Another effective control of wind erosion is by growing permanent vegetation cover. This involves growing grasses, vines, shrubs, and trees, or legumes to erosion-prone areas. This practice is applicable especially to regions where conservation of soil is challenged.
Why is wind considered an agent of erosion?
Wind causes erosion of rock particles driven by soil and sand particles that are not tightly glued together and not insulated by vegetation. The carrying away of dry soil and loose sand particles is known as deflation. The action of wind continues until that time when the power and momentum of wind cannot move the loose particles.
How can humans reduce wind erosion?
The best way to reduce wind erosion is to keep the wind off the soil surface by covering the soil surface . Growing vegetation, either cash crops or cover crops, protects the soil and keeps the winds higher off the surface.
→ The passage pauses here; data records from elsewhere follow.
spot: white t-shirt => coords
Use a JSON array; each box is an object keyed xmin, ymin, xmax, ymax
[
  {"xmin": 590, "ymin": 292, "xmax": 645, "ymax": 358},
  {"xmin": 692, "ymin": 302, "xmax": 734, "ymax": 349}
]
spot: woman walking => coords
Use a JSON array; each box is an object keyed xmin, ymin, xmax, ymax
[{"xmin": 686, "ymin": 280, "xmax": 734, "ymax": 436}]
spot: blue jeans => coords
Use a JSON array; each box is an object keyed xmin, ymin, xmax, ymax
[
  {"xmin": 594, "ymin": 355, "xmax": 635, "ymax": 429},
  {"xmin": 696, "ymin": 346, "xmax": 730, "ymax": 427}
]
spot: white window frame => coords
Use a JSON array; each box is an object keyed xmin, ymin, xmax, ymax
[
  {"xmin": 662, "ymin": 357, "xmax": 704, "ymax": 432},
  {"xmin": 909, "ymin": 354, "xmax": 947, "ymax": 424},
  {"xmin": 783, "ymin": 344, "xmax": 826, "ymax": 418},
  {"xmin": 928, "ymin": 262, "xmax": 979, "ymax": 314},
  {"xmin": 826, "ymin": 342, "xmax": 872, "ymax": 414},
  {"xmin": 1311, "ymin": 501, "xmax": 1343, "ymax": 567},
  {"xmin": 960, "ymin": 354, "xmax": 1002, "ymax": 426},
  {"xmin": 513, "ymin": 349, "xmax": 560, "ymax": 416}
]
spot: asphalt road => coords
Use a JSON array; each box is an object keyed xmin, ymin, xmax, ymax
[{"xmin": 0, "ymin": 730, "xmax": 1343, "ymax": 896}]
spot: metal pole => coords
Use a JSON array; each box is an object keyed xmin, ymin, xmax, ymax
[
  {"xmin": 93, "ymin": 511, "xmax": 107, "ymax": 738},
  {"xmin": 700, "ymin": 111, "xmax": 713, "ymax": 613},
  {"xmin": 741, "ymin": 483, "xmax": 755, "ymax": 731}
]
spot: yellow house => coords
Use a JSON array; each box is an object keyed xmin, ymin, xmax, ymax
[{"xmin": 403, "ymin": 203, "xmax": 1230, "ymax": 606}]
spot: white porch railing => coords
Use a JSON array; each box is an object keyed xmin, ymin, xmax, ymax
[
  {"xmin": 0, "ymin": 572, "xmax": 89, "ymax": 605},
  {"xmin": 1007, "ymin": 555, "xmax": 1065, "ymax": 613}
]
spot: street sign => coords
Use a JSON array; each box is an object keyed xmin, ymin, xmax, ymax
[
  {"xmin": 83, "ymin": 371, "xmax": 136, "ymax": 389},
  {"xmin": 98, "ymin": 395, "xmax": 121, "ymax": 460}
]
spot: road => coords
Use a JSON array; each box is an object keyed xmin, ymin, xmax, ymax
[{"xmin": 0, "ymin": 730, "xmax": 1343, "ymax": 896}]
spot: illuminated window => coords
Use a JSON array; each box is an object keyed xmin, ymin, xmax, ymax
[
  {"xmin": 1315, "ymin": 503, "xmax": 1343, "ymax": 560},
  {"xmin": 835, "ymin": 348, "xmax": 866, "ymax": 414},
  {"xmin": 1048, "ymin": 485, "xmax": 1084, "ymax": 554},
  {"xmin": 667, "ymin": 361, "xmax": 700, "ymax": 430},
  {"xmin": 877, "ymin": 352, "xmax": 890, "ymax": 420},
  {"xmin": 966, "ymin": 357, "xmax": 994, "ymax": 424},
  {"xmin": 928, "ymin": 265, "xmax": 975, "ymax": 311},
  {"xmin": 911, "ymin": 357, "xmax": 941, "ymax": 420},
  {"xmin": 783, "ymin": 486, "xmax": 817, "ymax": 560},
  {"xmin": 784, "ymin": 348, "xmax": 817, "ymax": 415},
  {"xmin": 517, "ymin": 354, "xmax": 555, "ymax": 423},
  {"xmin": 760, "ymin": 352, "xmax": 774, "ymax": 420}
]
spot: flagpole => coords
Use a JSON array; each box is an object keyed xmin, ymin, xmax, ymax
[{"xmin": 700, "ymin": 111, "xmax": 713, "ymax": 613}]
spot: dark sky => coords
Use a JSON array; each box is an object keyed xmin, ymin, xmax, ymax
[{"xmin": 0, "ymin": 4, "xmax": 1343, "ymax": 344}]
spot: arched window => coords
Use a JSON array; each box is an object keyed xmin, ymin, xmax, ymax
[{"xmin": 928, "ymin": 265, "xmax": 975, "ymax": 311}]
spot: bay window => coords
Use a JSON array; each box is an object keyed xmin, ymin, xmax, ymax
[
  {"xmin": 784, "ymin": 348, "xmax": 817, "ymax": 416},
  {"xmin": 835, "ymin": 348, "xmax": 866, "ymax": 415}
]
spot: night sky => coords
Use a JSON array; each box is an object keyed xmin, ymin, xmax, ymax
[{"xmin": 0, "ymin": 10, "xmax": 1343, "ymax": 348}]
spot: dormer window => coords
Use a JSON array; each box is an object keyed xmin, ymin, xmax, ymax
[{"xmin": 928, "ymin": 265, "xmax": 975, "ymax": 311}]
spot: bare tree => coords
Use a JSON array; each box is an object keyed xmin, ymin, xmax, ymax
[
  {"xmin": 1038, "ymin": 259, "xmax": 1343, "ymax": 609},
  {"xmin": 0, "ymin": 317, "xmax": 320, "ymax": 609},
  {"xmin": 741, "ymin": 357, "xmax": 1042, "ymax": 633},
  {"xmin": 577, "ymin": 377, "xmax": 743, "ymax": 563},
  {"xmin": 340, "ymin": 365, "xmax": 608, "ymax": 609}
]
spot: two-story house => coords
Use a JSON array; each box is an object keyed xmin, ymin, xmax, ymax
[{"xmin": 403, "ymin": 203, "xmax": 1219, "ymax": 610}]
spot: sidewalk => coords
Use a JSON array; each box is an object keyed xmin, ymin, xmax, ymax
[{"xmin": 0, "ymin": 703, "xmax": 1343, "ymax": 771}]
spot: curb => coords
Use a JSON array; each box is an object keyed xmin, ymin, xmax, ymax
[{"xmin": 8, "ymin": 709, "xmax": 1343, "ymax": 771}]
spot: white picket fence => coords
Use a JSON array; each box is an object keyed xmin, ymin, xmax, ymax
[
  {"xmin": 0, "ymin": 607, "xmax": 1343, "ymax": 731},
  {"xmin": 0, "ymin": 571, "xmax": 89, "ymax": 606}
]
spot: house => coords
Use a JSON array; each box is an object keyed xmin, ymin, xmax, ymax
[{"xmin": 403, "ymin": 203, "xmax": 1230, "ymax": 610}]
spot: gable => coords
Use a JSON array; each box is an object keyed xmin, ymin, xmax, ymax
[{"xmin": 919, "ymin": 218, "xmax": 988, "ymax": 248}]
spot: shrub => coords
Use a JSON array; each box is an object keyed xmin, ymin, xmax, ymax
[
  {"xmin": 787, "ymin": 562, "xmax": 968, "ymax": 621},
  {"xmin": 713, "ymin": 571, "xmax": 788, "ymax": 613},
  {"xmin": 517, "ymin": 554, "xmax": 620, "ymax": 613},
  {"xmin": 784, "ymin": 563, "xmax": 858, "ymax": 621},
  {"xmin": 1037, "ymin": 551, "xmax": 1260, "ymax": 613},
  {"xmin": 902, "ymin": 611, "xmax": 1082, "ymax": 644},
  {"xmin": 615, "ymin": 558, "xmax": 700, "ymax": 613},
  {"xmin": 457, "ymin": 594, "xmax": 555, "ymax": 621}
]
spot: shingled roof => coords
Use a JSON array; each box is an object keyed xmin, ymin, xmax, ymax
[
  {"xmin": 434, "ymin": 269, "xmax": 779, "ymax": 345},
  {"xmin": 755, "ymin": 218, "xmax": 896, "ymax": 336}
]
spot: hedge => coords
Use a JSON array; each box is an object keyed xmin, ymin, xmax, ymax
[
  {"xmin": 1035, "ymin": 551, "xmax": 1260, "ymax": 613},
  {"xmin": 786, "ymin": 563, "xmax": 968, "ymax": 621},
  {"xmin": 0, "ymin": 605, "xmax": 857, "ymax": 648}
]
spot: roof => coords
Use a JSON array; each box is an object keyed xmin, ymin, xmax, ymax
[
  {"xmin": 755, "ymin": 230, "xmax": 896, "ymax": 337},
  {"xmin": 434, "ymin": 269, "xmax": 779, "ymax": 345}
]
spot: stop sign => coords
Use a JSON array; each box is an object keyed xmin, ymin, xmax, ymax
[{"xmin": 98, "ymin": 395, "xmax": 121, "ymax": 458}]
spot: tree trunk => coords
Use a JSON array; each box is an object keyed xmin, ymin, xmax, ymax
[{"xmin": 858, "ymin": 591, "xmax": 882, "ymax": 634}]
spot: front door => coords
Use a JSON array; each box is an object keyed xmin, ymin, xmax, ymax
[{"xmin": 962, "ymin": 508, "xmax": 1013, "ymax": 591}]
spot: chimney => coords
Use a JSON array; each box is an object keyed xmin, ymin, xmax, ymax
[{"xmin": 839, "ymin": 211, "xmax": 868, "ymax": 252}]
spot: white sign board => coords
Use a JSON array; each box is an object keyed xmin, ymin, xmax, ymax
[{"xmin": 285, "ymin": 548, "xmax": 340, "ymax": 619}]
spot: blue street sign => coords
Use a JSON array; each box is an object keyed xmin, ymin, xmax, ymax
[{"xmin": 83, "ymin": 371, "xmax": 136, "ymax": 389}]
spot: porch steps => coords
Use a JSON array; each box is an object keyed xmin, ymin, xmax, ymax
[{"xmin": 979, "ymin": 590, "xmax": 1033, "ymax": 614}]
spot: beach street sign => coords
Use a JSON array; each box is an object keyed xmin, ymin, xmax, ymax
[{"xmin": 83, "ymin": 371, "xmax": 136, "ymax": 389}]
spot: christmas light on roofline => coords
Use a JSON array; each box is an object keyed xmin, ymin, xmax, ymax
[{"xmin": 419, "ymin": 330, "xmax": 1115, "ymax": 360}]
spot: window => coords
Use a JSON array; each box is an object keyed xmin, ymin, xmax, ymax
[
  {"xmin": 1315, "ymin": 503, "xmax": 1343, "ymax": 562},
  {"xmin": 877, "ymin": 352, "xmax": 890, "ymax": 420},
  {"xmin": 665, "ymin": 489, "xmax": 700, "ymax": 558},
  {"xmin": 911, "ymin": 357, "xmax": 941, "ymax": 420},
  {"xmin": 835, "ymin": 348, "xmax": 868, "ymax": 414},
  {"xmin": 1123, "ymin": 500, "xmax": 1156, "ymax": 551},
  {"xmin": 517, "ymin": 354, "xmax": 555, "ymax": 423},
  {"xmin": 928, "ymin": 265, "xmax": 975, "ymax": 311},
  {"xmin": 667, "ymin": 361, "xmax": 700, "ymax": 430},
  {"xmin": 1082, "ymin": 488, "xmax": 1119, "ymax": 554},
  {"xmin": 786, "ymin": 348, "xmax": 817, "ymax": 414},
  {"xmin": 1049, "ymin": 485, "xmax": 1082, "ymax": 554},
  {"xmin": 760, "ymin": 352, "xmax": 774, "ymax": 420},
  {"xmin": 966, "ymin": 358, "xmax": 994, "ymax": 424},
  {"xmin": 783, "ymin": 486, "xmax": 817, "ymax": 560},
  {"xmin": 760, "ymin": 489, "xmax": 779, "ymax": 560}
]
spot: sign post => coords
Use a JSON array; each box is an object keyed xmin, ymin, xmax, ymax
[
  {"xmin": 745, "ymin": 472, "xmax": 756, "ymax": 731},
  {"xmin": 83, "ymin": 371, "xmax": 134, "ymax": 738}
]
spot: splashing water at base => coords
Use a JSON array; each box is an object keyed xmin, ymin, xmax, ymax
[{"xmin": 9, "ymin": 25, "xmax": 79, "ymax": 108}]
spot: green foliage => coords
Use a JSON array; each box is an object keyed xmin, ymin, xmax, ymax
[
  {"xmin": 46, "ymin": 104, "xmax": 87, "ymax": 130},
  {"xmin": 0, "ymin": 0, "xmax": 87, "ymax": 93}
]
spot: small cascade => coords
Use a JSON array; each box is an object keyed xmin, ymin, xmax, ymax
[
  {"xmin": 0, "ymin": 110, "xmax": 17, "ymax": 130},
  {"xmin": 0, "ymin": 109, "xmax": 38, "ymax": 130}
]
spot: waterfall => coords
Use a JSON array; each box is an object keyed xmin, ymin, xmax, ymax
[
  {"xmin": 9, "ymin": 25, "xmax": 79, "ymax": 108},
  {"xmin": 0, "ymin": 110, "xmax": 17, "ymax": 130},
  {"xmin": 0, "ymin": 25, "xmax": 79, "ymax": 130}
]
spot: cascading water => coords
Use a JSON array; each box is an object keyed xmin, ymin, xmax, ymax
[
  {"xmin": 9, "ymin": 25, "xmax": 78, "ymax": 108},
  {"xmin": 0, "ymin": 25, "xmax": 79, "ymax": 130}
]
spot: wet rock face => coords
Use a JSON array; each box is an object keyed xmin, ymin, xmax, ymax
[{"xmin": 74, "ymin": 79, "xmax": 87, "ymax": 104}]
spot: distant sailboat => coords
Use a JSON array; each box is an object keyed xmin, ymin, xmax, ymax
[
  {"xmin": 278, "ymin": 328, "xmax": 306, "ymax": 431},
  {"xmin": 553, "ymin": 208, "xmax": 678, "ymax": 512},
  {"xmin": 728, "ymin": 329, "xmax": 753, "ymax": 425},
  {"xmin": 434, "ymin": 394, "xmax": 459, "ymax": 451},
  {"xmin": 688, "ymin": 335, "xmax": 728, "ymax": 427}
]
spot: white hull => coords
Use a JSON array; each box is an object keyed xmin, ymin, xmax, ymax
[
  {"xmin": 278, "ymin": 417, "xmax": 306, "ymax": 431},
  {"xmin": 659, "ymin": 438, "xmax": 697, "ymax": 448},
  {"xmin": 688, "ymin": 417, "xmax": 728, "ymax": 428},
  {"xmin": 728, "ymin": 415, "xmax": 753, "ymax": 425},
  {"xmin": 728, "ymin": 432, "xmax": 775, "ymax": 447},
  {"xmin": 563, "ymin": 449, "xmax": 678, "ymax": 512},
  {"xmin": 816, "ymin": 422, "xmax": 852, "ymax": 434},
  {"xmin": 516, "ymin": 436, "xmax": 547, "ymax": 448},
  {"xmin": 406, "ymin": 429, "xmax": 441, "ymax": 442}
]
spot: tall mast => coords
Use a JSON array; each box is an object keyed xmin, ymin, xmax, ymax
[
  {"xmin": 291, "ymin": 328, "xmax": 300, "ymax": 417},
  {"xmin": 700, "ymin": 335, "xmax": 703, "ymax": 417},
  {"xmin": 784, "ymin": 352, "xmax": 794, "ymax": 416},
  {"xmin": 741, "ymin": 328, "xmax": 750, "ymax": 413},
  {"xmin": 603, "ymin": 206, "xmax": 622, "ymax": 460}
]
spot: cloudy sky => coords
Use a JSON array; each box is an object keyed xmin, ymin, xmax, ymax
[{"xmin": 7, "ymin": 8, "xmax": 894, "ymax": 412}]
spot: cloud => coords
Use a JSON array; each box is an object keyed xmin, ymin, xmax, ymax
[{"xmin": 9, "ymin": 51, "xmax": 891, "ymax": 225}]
Standing crop residues function the same way.
How can wind erosion directly affect human activities?
Wind erosion damages: human health as airborne dust can cause asthma and other health problems. agricultural production by stripping away the fertile top layers of the soil and organic matter. the environment when dust chokes creeks and deposits unwanted nutrients and salt, threatening plants and animals and causing blue green algal blooms
What are two ways does the wind cause erosion?
Wind erosion uses two main mechanics: abrasion and deflation . Deflation is further broken down into three categories: surface creep, saltation and suspension. The wind carries tiny particles along with it when it blows. When the wind blows against solid objects, those particles strike the objects.
What can slow wind erosion down?
Vegetation can slow the impact of erosion. Plant roots adhere to soil and rock particles, preventing their transport during rainfall or wind events. Trees, shrub s, and other plants can even limit the impact of mass wasting events such as landslides and other natural hazards such as hurricanes.
What occurs during a wind erosion?
Wind erosion damages the soil by physically removing the most fertile part, lowering water-holding capacity, degrading soil structure, and increasing soil variability across a field, resulting in reduced crop production. It tends to remove silts and clays making the soils sandier. It also causes plant damage from abrasion, blowouts, and deposition.